No Third-Party Beneficiaries. No term or provision of the Agreement is intended to be, or shall be, for the benefit of any person, firm, organization or corporation not a party hereto, and no such other person, firm, organization or corporation shall have any right or cause of action hereunder.
Alternative Dispute Resolution. Any controversy or dispute arising out of or relating to the Agreement or the breach of any provision hereof shall first be attempted to be resolved informally through good faith negotiations between a representative of each of Company and Client within fourteen (14) days’ notice of the dispute thereof. If the parties cannot resolve such dispute informally, then the parties shall attempt to resolve the dispute by mediation within forty-five (45) days of the date the representatives from each of the parties informally met, with one (1) neutral mediator mutually agreed upon by the parties, and each party bearing its own attorneys’ fees and costs associated with such mediation. If the parties cannot resolve such dispute by mediation, then the parties shall submit the dispute to binding arbitration under the rules of the American Arbitration Association, with one (1) arbitrator selected in accordance with such rules, or by the mutual selection of the parties, with venue in Phoenix, Arizona. The prevailing party to the arbitration may enter any final arbitration judgment in any court having jurisdiction thereof.
Attorneys’ Fees. If any party to the Agreement institutes any legal cause of action—including mediation or arbitration—against another party arising out of or relating to the Agreement, the prevailing party will be entitled to the costs incurred in conducting the cause of action, including reasonable attorneys’ fees and expenses and court costs.

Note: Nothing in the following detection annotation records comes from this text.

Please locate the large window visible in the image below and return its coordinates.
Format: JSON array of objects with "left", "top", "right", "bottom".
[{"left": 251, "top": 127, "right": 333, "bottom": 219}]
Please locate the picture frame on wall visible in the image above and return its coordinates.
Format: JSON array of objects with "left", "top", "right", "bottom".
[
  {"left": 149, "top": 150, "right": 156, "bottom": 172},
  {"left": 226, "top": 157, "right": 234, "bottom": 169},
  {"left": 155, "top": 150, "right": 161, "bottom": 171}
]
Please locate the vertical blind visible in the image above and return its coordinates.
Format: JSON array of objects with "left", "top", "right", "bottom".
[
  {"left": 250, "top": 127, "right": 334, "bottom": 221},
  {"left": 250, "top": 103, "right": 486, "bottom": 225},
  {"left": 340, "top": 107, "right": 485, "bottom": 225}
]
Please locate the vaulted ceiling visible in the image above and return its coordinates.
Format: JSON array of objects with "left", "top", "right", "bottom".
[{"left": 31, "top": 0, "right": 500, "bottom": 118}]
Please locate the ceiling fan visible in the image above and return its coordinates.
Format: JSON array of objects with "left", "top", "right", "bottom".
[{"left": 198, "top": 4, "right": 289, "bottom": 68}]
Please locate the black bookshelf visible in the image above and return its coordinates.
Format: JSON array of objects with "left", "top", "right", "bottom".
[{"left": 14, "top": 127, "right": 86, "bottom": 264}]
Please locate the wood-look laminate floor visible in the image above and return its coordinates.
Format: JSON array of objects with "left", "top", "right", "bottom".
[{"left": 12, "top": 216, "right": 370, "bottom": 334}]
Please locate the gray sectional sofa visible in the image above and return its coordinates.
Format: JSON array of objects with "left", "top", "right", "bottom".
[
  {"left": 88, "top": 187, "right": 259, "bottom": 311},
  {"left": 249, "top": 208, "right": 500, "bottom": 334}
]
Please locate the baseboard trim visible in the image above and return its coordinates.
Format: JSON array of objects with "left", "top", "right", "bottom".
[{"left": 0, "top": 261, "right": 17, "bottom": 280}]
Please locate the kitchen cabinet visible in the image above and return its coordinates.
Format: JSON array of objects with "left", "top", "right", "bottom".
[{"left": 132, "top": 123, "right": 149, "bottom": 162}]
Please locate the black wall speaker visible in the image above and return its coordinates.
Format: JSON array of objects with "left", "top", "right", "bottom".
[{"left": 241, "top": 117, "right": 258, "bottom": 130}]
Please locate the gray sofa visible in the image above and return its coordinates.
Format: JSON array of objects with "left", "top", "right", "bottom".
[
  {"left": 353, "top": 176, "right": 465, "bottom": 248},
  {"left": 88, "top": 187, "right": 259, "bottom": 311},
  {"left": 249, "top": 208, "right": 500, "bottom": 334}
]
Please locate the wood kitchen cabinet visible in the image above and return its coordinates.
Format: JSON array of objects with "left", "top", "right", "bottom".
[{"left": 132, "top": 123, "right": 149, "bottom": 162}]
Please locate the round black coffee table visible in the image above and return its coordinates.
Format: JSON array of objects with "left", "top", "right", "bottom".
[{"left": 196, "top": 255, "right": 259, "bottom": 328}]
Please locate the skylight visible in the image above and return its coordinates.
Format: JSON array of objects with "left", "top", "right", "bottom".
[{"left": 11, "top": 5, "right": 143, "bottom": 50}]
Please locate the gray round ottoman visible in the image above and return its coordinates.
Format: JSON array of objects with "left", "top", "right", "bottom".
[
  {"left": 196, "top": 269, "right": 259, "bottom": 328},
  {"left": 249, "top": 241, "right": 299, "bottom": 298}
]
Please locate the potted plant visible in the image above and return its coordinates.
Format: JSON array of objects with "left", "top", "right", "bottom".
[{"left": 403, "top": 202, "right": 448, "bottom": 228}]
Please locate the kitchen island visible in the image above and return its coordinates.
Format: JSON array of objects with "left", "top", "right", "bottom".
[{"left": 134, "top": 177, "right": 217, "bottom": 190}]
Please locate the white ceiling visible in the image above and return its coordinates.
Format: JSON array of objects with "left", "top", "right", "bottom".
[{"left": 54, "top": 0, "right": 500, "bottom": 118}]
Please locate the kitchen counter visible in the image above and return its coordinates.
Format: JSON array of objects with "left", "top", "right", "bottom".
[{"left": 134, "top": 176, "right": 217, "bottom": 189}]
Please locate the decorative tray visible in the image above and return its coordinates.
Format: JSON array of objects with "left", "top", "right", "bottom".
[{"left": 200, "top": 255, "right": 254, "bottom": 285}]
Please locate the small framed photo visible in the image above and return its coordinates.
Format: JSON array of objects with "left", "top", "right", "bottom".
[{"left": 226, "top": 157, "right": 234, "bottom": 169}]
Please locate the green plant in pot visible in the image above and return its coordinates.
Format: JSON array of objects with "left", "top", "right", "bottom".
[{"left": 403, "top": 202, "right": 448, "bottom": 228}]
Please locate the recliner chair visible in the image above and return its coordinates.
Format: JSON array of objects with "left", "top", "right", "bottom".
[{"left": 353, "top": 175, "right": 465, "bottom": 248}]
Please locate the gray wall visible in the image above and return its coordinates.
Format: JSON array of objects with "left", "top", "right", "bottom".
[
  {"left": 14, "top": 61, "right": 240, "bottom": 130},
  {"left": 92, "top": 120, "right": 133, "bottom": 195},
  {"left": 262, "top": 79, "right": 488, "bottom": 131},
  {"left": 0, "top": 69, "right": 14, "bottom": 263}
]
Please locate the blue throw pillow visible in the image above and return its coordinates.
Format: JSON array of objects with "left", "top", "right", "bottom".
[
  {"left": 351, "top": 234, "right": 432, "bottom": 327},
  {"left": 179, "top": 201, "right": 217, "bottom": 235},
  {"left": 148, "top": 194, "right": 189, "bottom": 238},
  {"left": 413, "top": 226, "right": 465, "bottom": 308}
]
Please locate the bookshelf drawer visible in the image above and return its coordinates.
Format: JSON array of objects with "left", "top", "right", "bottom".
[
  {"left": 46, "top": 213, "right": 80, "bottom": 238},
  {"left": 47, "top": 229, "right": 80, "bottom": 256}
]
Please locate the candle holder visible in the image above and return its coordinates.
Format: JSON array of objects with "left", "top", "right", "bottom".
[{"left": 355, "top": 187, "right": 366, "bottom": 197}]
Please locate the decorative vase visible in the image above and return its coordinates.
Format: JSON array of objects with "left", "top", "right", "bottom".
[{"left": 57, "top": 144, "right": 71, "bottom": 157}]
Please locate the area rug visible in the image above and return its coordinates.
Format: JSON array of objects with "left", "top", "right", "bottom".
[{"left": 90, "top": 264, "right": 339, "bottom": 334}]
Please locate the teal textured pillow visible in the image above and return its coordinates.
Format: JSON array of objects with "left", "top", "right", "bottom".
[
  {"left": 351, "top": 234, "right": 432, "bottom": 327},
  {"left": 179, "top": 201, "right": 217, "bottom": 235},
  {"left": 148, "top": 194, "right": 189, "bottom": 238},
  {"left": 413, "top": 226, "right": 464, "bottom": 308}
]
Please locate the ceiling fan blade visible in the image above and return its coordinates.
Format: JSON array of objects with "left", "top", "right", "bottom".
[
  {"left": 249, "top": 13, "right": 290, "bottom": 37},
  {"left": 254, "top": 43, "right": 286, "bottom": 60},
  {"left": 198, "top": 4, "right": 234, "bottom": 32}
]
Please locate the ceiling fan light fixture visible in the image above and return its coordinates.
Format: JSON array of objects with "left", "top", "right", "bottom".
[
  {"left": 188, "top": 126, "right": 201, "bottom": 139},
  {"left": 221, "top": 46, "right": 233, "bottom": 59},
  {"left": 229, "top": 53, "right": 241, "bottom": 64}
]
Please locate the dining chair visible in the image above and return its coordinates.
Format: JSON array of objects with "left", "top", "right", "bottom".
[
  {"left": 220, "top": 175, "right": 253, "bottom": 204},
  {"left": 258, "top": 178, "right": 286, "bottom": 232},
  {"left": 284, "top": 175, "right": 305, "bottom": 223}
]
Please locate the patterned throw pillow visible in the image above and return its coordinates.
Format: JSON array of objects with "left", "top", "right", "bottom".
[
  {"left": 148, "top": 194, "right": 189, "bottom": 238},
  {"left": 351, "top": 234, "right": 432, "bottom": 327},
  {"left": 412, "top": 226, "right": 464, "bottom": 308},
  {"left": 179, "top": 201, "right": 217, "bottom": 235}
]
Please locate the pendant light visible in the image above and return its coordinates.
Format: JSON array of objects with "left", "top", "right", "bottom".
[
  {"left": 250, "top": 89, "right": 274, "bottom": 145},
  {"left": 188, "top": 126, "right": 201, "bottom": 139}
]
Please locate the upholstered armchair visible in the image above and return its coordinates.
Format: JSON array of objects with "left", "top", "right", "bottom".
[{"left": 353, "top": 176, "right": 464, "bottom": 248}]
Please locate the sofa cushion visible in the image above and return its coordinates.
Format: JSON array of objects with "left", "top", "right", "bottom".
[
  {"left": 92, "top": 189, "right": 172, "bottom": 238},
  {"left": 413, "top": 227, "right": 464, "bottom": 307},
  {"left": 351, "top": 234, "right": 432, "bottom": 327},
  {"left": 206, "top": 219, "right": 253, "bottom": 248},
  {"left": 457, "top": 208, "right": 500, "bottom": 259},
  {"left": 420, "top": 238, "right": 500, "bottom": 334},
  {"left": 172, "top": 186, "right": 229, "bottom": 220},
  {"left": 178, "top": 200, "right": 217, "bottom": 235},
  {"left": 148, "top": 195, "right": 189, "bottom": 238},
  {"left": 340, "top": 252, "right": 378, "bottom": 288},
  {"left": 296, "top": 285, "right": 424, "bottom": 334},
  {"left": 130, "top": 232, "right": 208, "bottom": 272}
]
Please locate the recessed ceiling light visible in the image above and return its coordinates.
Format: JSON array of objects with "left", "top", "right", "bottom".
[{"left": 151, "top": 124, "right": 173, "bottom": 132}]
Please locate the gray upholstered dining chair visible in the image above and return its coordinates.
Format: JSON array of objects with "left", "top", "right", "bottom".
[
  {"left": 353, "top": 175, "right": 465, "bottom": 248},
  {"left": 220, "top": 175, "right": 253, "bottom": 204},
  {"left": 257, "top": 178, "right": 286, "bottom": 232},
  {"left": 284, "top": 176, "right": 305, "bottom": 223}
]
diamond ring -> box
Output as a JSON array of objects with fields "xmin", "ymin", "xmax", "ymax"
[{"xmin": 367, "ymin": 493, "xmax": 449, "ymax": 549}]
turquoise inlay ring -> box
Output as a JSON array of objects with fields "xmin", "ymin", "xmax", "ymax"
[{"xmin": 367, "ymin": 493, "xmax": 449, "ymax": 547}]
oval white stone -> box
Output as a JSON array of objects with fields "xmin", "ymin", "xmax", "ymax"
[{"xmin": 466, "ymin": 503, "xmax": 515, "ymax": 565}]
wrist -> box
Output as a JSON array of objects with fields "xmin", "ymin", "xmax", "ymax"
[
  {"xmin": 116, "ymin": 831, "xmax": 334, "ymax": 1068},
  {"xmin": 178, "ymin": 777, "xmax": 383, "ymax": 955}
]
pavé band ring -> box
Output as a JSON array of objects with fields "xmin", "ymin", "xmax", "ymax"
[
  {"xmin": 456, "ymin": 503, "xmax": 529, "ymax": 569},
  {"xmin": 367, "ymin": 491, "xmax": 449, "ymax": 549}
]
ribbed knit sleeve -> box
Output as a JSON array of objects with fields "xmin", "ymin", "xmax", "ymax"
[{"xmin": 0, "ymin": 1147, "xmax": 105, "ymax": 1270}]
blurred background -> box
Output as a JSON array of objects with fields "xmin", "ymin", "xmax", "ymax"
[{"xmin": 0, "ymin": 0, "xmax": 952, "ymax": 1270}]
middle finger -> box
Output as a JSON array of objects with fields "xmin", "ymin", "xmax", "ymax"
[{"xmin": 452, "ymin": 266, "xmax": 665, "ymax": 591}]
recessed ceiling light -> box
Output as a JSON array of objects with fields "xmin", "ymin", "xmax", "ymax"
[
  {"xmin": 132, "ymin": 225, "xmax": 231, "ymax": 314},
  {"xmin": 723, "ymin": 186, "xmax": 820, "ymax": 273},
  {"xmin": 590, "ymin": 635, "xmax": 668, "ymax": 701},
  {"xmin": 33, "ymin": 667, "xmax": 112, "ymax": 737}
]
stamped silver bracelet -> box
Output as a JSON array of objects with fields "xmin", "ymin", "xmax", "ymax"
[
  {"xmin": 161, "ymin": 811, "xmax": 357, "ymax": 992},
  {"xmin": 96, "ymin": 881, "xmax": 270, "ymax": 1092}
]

Force Majeure. If performance by either of the parties of any portion of the Agreement is made impossible by any prevention, delay, or stoppage caused by governmental approvals, war, acts of terrorism, strikes, lockouts, labor disputes, acts of God, inability to obtain services, labor, or materials or reasonable substitutes for those items, governmental actions, civil commotions, pandemic, epidemic, fire or other casualty, or other causes beyond the reasonable control of the parties, performance by the parties for a period equal to the period of that prevention, delay, or stoppage is excused.
Survival of Rights and Obligations. The rights and obligations of the parties pursuant to Sections 8, 9, 14, and 15, shall survive the termination of the Agreement.
Counterparts. The Agreement may be executed and delivered by each party hereto in separate counterparts (including by facsimile or electronic transmission), each of which when so executed and delivered shall be deemed an original and all of which taken together shall constitute but one and the same agreement.
Entire Agreement; Modification; Governing Law. The terms and conditions hereof constitute the entire agreement between the parties hereto with respect to the subject matter of the Agreement and supersede all previous communications, either oral or written, representations or warranties of any kind whatsoever, except as expressly set forth herein. No modifications of the Agreement nor waiver of the terms or conditions thereof shall be binding upon any party unless approved in writing by an authorized representative of such party. All issues concerning the Agreement shall be governed by and construed in accordance with the laws of the State of Arizona, without giving effect to any choice of law or conflict of law provision or rule (whether of the State of Arizona or any other jurisdiction) that would cause the application of the law of any jurisdiction other than the State of Arizona.
Severability. The invalidity or unenforceability of any provision of the Agreement does not affect the validity or enforceability of any other provision of the Agreement. If a court of competent jurisdiction determines that any provision is invalid, the remaining provisions of are to be construed as if the invalid provision had never been included in the Agreement.